I have my own issues of jealousy and worrying way to much, believe me. I am jealous for a lot of reasons and always want what others have, especially things they excel at. But I'm really trying to over come that. I just want to make myself happy, and show the ones around me, that I am special in my own way. I just want to 'wow' someone.
but my boyfriend thinks I'm great :)

So everyone needs to keep their heads up, smile, have self confidence, and learn to love themselves just they way they are. Because if you don't you're going to end up living a very stressful life, becoming something you're not..for other people. Just do you, and live your life your own way. You're going to impress someone someday with your mind and your drive, motivation, and perseverance...and by just being you. And that's what really counts.

Never doubt yourself.
"la vita e bella"
means "life is beautiful" and it is.
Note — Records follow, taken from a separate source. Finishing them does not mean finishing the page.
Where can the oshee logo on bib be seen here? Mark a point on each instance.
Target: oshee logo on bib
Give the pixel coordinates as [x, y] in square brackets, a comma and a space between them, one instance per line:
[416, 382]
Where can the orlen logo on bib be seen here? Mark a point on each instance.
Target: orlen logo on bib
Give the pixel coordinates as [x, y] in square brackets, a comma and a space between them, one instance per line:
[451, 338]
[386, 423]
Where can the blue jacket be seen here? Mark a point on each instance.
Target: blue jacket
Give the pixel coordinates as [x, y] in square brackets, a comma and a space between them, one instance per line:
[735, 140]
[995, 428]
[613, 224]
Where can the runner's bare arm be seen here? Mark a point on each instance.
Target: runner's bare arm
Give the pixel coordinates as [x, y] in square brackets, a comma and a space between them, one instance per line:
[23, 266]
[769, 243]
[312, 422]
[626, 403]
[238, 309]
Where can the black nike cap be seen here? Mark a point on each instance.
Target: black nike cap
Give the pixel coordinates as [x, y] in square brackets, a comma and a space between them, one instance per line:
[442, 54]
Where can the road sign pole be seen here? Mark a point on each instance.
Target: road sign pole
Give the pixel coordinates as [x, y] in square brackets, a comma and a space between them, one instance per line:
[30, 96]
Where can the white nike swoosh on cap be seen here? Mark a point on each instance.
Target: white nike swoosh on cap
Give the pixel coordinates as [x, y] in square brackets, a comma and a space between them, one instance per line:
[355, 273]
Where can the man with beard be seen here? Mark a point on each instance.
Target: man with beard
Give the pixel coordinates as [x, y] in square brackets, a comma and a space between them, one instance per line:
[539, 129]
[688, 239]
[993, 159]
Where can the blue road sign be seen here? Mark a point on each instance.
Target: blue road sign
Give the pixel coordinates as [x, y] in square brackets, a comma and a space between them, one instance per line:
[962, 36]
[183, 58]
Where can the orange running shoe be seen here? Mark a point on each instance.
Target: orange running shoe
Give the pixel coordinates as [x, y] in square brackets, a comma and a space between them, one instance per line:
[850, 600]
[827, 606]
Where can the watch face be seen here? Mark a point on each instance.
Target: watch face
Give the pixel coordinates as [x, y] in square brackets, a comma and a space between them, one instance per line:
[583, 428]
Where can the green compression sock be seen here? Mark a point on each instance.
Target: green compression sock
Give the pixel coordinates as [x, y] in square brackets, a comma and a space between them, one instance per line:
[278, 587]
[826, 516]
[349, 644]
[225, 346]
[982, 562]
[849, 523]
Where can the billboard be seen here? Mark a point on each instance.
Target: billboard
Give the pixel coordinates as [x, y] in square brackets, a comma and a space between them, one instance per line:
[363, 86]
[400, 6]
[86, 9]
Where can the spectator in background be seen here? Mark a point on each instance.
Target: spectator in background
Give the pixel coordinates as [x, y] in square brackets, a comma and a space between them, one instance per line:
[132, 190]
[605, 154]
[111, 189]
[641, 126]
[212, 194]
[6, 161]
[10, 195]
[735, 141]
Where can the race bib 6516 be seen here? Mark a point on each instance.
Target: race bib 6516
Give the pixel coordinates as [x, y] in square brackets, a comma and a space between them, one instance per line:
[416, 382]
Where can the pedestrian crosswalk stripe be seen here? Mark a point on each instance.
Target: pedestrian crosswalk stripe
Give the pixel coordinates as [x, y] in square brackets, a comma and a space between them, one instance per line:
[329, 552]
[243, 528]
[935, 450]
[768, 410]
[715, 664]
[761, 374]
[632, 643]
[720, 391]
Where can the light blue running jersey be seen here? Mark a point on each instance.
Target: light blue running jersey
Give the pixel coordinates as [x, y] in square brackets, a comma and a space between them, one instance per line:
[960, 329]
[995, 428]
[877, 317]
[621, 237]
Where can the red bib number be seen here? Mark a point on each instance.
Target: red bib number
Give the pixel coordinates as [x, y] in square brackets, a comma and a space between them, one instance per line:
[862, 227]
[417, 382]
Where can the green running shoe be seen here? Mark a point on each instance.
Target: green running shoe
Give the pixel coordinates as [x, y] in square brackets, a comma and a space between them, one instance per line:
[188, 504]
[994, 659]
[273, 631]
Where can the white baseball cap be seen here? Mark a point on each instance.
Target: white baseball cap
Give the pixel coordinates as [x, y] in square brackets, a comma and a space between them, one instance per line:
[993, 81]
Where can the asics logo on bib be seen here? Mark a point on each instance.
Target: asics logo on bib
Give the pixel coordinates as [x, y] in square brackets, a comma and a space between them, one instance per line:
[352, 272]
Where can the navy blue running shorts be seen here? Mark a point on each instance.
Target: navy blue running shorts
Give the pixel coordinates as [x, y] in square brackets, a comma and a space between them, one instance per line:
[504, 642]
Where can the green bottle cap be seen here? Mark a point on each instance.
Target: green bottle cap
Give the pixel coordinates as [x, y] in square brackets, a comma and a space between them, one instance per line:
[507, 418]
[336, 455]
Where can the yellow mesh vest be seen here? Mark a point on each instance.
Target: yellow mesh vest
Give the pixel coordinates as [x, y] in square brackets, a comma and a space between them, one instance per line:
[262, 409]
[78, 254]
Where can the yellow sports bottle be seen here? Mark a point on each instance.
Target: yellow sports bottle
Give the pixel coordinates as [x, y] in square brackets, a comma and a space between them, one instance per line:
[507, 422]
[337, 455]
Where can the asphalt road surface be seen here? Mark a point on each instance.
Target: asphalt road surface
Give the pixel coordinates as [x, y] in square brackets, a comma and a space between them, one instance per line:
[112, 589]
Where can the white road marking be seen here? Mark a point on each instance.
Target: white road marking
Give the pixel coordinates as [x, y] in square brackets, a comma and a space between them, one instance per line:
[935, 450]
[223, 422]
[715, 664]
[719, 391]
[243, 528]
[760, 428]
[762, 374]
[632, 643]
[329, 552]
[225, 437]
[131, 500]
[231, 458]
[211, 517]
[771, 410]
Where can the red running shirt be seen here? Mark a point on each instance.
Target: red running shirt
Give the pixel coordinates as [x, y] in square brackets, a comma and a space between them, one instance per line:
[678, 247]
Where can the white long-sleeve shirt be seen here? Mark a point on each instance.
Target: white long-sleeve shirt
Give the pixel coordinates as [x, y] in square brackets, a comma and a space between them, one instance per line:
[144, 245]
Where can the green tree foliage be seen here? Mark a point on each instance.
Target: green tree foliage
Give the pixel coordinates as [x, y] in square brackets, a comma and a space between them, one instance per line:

So learn to live it beautifully, by being yourself.

01 April 2011

salt.

as the wind whips through my hair
the scent of the ocean polluting the air
the waves crash down hard, rapid
i look around me, practically timid

i am alone, here, tonight
alone under the moon light
fear itself is looking me in the eyes
how content i am when no one can hear my cries.

the salt from my tear ducts, the same as the sea
burn down my cheeks, dancing with glee
the cold sand beneath my feet
reminds me that i will not serender to defete.

i will stand tall, smile, and rejoice,
for alone i am, but not without a voice
proudly my head will never hang
and i will remember the words i have once sang

"you are alive, alive and free
never let anyone take away
what you've gotten for free"



Just a little something i was inspired to write. About, just when you're feeling alone and like nothing will get better, remember who you are and the voice you have inside you. The proud and brave voice you have is always just a stepping stone away, you just have to be able to pull it back when you need it the most. "You are alive, alive and free; never let anyone take away, what you've gotten for free" are words i thought of when i was half asleep one night. i sang them to myself and when i woke up in the morning i tired my hardest to remember what I had said. In the middle of my day, the lyrics popped back into my head and I quickly wrote them down so I wouldn't forget again. It was, in a way, really powerful to me that I just sang these words out of no where because they go with my life so well. "Never let anyone take away, what you've gotten for free" are words that mean a great deal to me. All my life I let people take away parts of me and I let myself become something I'm not. Never will I ever let someone take advantage, degrade, or rip apart what I know, as myself.